前に「比較的ゆったりした」と形容していましたが、まあそういう曲もあるものの、演奏は総じてけたたましく、曲調は頻繁に変化を見せ、非常にスリリングな印象です。
”Third”では 1曲が20分を超える長いものもあり、ラトリッジのほか管楽器プレイヤーによる即興パートもふんだんに盛り込まれているのでジャズ的と言えるでしょう。しかし、”Facelift”においては曲の中で複数のモチーフ(ロックでいうリフレイン?)を少しずつ変えながら使いまわしているところもあり、そのあたりはクラシック曲でいう「主題」の変奏のようにも感じられます。
当時のライブ映像での"Facelift"(ブログへの埋め込みが無効化されたので、上記リンクで閲覧願います)。前奏部分もさることながら、各プレイヤーの紡ぎ出すフレーズが第一主題として実を結ぶまでの長いこと長いこと。客席ではヘッドバンギングをしたり恍惚の表情で聞き入っている若い人も見えます。

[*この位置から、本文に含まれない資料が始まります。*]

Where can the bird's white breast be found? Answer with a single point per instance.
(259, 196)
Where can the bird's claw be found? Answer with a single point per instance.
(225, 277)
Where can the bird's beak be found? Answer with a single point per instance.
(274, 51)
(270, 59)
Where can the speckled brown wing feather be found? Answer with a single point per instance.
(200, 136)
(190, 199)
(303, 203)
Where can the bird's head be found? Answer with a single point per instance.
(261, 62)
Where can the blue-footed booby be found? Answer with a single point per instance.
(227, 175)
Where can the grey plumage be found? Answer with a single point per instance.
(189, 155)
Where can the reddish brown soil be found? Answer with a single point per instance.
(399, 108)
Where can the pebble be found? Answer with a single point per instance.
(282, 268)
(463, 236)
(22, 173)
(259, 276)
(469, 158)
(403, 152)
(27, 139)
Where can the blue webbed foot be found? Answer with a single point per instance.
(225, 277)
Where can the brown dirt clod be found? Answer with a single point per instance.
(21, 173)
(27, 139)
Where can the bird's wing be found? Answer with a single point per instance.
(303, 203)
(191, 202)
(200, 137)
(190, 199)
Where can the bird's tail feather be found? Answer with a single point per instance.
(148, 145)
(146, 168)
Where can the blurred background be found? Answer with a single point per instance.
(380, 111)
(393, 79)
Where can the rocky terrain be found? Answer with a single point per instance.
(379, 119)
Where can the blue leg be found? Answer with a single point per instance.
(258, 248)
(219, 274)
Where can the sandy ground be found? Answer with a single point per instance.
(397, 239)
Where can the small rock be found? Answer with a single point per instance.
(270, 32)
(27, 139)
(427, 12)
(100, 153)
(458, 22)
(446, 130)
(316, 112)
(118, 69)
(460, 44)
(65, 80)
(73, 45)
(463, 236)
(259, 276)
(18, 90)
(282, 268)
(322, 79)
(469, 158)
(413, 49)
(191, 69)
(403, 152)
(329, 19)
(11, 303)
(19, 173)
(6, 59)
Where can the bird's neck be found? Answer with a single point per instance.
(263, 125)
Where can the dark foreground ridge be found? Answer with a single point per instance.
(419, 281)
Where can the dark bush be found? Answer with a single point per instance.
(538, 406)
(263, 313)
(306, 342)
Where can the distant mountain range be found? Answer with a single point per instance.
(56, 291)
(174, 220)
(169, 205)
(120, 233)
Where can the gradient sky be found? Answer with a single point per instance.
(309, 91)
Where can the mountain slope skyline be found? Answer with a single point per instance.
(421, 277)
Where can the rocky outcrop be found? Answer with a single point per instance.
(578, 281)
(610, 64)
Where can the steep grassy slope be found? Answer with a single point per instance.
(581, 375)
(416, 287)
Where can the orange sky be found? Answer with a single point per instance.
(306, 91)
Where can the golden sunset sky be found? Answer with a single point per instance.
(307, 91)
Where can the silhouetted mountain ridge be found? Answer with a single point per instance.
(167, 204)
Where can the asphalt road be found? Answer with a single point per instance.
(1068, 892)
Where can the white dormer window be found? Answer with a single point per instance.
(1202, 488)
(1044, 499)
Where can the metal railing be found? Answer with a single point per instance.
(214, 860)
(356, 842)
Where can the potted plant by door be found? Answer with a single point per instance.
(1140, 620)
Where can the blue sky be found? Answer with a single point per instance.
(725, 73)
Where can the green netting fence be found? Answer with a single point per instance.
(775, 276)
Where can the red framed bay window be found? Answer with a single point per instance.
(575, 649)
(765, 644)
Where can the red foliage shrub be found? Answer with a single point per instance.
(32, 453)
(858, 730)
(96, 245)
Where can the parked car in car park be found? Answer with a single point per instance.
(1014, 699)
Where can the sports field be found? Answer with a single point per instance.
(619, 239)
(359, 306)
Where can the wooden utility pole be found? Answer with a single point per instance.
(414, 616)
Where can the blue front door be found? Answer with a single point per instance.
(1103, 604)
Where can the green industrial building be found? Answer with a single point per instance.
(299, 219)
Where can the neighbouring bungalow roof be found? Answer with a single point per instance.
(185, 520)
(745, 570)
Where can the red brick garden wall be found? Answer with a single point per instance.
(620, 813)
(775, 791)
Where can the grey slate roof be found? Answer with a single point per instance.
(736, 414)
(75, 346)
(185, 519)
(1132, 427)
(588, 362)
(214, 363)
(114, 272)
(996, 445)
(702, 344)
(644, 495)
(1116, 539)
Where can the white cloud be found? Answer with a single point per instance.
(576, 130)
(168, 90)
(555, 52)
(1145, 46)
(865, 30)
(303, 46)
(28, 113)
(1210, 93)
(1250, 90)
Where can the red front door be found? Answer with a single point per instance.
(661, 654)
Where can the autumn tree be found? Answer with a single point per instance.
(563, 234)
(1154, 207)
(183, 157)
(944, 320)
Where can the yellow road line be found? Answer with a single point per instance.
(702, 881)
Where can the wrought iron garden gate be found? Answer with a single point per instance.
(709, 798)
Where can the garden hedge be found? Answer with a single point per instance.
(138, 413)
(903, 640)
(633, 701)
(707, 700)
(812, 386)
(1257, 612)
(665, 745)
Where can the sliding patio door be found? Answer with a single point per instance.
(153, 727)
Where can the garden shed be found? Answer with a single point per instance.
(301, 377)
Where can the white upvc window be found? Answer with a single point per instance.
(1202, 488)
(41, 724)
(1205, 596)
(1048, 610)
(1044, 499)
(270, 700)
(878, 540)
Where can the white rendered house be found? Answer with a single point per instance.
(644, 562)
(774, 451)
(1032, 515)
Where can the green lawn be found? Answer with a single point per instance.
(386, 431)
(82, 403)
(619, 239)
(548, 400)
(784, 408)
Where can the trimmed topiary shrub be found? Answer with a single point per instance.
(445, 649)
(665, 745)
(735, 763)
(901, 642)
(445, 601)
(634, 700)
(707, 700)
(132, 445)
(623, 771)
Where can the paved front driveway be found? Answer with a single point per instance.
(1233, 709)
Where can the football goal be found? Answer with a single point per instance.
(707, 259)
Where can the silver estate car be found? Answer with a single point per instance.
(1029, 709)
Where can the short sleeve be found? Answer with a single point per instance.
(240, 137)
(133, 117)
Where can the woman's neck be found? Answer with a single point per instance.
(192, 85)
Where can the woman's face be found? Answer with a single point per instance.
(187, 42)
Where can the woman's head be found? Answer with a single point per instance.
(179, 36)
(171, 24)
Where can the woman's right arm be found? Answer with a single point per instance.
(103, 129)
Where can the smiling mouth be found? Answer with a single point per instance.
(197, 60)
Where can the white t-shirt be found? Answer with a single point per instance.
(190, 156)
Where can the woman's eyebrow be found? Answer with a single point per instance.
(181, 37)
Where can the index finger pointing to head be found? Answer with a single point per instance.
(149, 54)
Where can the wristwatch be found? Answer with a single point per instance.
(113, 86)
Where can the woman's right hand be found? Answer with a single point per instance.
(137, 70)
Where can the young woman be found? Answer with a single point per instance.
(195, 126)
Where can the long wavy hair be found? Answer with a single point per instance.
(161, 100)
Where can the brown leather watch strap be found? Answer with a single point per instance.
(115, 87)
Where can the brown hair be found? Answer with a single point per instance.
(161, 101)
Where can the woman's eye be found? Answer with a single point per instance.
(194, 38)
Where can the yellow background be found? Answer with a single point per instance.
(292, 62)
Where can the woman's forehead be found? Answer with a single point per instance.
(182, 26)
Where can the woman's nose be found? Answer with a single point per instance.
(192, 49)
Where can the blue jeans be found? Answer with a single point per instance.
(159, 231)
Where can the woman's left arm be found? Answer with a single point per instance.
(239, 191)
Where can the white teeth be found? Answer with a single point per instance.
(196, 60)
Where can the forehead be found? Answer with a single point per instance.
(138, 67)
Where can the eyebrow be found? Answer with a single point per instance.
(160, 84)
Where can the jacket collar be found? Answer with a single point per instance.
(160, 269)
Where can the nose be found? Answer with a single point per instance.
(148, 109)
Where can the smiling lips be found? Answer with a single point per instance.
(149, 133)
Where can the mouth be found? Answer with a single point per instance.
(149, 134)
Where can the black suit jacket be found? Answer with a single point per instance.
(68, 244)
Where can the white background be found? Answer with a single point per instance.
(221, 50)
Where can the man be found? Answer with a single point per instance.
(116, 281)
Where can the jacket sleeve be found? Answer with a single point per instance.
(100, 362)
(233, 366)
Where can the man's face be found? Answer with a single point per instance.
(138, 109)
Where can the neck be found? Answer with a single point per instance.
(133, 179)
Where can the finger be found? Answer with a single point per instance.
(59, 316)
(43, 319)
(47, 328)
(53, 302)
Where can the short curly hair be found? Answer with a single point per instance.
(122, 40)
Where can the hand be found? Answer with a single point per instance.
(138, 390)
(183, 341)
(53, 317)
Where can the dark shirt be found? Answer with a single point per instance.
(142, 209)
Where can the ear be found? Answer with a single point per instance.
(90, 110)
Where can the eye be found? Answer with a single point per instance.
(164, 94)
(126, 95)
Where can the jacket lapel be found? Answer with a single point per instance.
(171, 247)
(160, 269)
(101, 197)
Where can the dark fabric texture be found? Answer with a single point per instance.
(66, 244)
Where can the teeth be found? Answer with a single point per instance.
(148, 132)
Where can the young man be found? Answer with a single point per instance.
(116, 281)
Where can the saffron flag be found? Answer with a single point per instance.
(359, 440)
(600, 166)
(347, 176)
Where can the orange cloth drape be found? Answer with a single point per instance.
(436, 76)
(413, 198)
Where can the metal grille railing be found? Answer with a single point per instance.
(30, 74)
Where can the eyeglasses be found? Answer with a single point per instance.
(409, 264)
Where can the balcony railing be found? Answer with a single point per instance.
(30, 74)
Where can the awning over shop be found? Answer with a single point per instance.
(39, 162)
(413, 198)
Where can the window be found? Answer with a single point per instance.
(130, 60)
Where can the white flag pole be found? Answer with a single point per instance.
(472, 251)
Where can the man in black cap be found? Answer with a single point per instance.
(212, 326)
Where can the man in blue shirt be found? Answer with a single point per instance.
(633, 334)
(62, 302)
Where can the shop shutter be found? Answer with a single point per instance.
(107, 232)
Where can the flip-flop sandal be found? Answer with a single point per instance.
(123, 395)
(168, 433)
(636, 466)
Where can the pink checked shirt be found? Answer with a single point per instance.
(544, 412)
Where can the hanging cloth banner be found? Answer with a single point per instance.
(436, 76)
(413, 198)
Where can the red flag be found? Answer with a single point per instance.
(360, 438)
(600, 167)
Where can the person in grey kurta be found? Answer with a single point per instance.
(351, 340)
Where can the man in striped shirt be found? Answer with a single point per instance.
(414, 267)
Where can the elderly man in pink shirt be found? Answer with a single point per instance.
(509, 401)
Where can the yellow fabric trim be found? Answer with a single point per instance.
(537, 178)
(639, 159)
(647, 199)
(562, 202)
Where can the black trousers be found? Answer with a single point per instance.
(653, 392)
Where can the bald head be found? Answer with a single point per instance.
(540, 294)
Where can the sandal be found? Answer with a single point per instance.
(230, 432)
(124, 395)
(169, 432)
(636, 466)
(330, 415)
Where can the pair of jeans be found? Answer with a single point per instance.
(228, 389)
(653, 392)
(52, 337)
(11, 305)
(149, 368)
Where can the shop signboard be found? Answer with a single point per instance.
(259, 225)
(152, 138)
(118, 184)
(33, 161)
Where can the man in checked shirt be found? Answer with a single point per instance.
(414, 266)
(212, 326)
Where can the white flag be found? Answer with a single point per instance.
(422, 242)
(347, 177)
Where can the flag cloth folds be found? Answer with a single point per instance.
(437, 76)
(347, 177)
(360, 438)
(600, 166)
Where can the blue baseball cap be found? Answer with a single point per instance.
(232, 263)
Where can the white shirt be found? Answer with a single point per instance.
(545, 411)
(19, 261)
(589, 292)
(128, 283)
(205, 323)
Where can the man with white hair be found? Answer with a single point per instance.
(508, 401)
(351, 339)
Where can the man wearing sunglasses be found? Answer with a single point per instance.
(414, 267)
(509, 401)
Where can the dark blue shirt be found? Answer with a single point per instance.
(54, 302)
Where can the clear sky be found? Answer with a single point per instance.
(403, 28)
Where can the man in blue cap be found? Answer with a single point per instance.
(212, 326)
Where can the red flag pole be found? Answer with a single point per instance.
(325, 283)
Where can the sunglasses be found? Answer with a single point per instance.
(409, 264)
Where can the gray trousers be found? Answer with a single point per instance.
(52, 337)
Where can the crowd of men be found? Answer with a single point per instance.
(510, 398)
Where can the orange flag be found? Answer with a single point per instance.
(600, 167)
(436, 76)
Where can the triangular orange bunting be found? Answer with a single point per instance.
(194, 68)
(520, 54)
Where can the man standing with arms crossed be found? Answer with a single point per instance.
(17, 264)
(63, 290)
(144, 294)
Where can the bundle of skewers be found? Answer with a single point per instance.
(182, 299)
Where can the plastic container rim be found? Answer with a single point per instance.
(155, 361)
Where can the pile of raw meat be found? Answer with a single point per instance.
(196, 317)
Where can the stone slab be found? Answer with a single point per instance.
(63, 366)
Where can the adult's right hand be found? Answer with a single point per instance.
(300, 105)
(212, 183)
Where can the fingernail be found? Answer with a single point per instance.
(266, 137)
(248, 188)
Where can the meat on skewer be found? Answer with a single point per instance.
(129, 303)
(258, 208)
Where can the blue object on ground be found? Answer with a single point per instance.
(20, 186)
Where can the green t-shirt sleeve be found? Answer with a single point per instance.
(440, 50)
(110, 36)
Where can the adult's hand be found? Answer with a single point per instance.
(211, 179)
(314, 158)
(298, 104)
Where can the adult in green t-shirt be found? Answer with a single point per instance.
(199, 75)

Soft Machineは、アルバムごとにバンドメンバーが入れ替わるため、それにつれて曲のテイストも変わっていったようです。”Third”に続く”Fourth”と”Fifth"ではロバート・ワイアットの歌う曲がなくなってジャズの色が濃くなり、”Sixth”以降はジャズというかフュージョン寄りのサウンドに変化、さらにギタリストのアラン・ホールズワースが参加した”Bundles”では完全にフュージョンの音色、”Third”時代に在籍したメンバーはマイク・ラトリッジしか残っていないこともあって、9曲目の”The Man Who Waved at Trains”などを除けば、とても同じバンドとは思えない変化ぶりですね。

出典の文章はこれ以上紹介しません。